New York, NY Assemblymember Linda B. Rosenthal (D/WF-Manhattan), who represents 200 Amsterdam Avenue in the New York State Assembly issued the statement below:
The building at 200 Amsterdam Avenue has been a flashpoint for the community and the City as a whole because it so clearly exemplifies the type of developer overreach that the Citys laissez faire attitude toward over-development has allowed and even invited. Despite overwhelming community opposition and on uncertain legal footing, the buildings developer, SJP Properties, raced to erect a glass super tower hoping a finished structure would insulate it against legal consequence. And SJP did so with the tacit endorsement of the City of New York and each of its agencies, which could have stopped SJP at multiple points during the process but refused to do so.
When community advocates argued that the New York City Department of Buildings should not have granted SJP permits because the 55-story plans did not comply with zoning rules, the DOB agreed that it misinterpreted the zoning regulations, but decided that it did not have the authority to act. When the advocates and I and other elected officials asked the New York City Board of Standards and Appeals to enforce the zoning rules against SJP, a tie decision, resulting from a recusal, defaulted in the favor of the developer.
The Supreme Courts decision, ordering DOB to revoke permits for the building and requiring the removal of all floors that exceed the zoning regulations, questioned the Citys apparent repeated and willful blindness to SJPs overreach, and called the City out on its overly generous interpretation and application of the zoning text to 200 Amsterdam.
The Supreme Court of the State of New York needed to intervene in the 200 Amsterdam Avenue case since it was made abundantly clear, time and time again, that the City would not.
It is sad, but hardly surprising, in light of all that has transpired that the City would side with SJP and appeal the Judges decision in this case. In its filing, the City argues that it and it alone has the unilateral authority to determine how the zoning rules are interpreted and applied to developers. But when there is evidence that the City cannot be trusted to objectively do so, it is vital that an independent third party, step in to restore balance and order.
If the Supreme Court of New York is not the proper venue in which to sort these issues out, the State Legislature has the power to step in. I have introduced legislation to close the mechanical voids (A5026) and zoning lot mergers (A9961) loophole.
Since the City cannot be trusted to enforce the zoning rules, the State can and must step in.
To paper over this appeal, the City quietly released a zoning bulletin yesterday which prohibits prospective zoning lit mergers. To say that this is like closing the barn door after the horse has left the stable is a gross understatement.

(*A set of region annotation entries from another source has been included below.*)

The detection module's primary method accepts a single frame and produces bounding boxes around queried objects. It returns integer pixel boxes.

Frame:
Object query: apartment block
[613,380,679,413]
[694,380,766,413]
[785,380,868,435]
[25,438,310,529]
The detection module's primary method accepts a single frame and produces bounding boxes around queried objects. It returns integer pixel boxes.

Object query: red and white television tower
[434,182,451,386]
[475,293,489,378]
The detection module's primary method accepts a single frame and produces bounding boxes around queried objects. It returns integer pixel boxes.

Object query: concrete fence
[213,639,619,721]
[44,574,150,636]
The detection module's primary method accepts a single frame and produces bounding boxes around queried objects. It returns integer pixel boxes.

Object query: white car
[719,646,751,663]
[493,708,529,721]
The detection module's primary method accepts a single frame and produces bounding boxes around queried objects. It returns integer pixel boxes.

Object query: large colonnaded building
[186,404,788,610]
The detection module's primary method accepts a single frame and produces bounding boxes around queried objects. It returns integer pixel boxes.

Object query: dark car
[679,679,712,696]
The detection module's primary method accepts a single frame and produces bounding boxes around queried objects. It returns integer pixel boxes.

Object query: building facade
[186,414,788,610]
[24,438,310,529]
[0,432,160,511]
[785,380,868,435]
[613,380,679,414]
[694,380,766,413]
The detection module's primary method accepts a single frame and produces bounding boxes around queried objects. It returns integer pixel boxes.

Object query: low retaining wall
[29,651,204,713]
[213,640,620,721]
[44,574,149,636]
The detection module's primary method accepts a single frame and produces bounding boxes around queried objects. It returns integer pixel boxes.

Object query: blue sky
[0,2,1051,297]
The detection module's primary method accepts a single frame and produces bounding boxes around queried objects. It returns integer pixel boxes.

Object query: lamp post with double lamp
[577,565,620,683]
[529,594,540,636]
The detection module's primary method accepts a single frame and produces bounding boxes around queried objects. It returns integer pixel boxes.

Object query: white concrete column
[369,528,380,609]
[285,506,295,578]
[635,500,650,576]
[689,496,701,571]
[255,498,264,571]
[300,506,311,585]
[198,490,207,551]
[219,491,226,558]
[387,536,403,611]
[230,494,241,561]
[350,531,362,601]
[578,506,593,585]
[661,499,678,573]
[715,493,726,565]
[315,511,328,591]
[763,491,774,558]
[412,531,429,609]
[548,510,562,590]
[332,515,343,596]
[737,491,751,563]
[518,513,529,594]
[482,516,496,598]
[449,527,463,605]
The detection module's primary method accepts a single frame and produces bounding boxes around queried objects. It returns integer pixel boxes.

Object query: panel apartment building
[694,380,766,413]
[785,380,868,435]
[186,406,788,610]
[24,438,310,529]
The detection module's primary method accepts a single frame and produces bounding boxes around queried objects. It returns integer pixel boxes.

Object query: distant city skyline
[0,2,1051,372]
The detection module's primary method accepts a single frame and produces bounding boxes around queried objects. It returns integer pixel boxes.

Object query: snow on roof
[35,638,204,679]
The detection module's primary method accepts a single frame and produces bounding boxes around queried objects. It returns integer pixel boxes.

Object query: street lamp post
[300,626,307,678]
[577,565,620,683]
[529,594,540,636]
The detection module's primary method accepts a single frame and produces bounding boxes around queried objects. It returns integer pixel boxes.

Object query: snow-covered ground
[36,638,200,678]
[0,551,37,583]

Our city is being handed, zoning lot by partial zoning lot, to wealthy developers who are constructing luxury apartments in the sky for billionaires to treat as tax shelters. At the same time, 92,000 New Yorkers and more than 40,000 children who sleep in shelters or on the street each night. We cannot continue to hand over our City to wealthy developers without regard to the impact that it has on our communities, and if the City wants to fight to preserve its unilateral right to do so, I intend to stop it.